Kenner von 12.250 Kilometern Teer

Das ist natürlich ein bisschen gemein. Immerhin ist Jens Christoph Pieper ein kleiner Medienstar. Er war schon mehrfach im Fernsehen - zuletzt bei Johannes B. Kerner. Bei dem war TSG zwar auch schon, aber nur im Doppelpack mit Andrea Ypsilanti. Und während sich TSG jüngst auf N24 zu nächtlicher Stunde von Friedman niederkreischen lassen musste, durfte sich Pieper im Beisein von Thomas Gottschalk vor 11 Millionen Zuschauern bejubeln lassen - Anfang Oktober war das bei "Wetten, dass...?"

Der engagierte Juso aus Eppstein im Taunus hat eine besondere Beziehung zu Autobahnen. Pieper kennt jeden der insgesamt 12.550 Kilometer. Er kennt sie so gut, dass er sich zutraute, jeden Abschnitt anhand eines wahllos ausgewählten Filmschnipsels von 20 Sekunden Länge zu erkennen. Ein Kommilitone fand das so absurd, dass er ihn eines Tages bei "Wetten, dass...?" anmeldete.

50 Prozent für einen Sozi

Wettpate Karl Lagerfeld war etwas skeptisch, doch Pieper erriet alles - egal, ob A8 zwischen Neunkirchen und Saarlouis oder die A4 zwischen Aachen und Köln, den Abschnitt der A60 zwischen Mainz und Rüsselsheim sowieso. Kinderspiel, es ist die Hausstrecke des Geografiestudenten. Gottschalk rief immer wieder "unglaublich", Pieper erklärte den Unterschied zwischen Leitplankentyp A (abgerundet) und Typ B (eckig), referierte über "offenporigen Asphalt" und sprach: "Mein Auto ist mein Wohnzimmer". Am Ende wählten ihn 50 Prozent der Zuschauer per Telefon zum Wettkönig. Ein Traumergebnis für einen Sozialdemokraten.

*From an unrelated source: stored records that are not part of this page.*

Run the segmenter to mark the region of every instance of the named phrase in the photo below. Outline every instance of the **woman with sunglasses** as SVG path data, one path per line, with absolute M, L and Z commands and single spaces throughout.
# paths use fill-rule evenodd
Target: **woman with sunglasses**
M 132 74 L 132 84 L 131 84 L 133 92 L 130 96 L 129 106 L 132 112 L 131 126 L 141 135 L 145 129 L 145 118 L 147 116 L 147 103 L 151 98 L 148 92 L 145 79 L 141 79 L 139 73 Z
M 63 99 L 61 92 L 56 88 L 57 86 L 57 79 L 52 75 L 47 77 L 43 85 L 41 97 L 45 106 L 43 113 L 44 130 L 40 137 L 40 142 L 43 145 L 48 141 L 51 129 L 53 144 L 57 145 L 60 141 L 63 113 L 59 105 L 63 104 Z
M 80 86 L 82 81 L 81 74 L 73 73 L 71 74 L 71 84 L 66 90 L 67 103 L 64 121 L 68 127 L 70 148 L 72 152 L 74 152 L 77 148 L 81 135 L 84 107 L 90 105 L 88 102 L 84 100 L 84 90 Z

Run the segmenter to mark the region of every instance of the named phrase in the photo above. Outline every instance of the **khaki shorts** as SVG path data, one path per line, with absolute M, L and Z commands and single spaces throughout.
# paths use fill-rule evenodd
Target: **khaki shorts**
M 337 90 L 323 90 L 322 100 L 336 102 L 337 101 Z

Er fährt eben viel. Schon als Kind mit dem Finger über die Landkarte, seit er den Führerschein hat mit dem Wagen über Deutschlands Autobahnen. Privat mit seinem alten Ford Fiesta, der inzwischen 360.000 Kilometer auf der Uhr hat. Vor allem aber dienstlich. Früher als Kurier, zuletzt als Fahrer von Hermann Scheer. Mit dem "Sonnenkönig", der als designierter Wirtschaftsminister im Schattenkabinett von Andrea Ypsilianti diente und der ihm im Falle eines Wahlerfolges einen Nicht-Fahrer-Job im Ministerium versprochen hatte, saß er über 50.000 Kilometer gemeinsam im Auto. Das mit dem Job hat sich dann leider zerschlagen. Und weil er plötzlich wieder Zeit hatte, dient er jetzt eben Thorsten Schäfer-Gümbel - als Fahrer und lebendes Navigationsgerät.

Im Norden VW, im Süden Opel

Beide kennen sich noch von den Jusos. Man schätzt sich. Sieht sich sogar ein bisschen ähnlich. Pieper sagt: "Der Thorsten ist in unserer jetzigen Lage der Beste. Schon bei den Jusos konnte er Flügel zusammenführen." Und der Kandidat sagt: "Dieser Typ ist einfach ein Phänomen" und dass er sich immer sicher bei ihm fühle. Das ist nicht ganz unwichtig. Bis zu 18 Stunden sind sie täglich unterwegs. Und Pieper immer noch ein bisschen länger, schließlich hat er abends, wenn er TSG im heimatlichen Lich bei Gießen absetzt, noch 70 Kilometer Heimweg vor sich. Morgens muss er darum früher los.

Mit welchem Wagen er fährt, hängt von der Himmelsrichtung ab. Geht die Fahrt nach Nordhessen nimmt er den VW Passat, denn Volkswagen hat ein Werk in Baunatal bei Kassel. Nach Südhessen geht's im neuen "Insignia" von Opel aus Solidarität mit den Opelanern in Rüsselsheim. Pieper ist es egal, er fährt beide Wagen gleich gern. Hauptsache es rollt.

Bis zum 18. Januar geht das so. Dann wird gewählt. Es wäre nicht von Nachteil für Thorsten Schäfer-Gümbel und die SPD, wenn bis dahin ein bisschen von der Piperschen Popularität auf beide abfällt.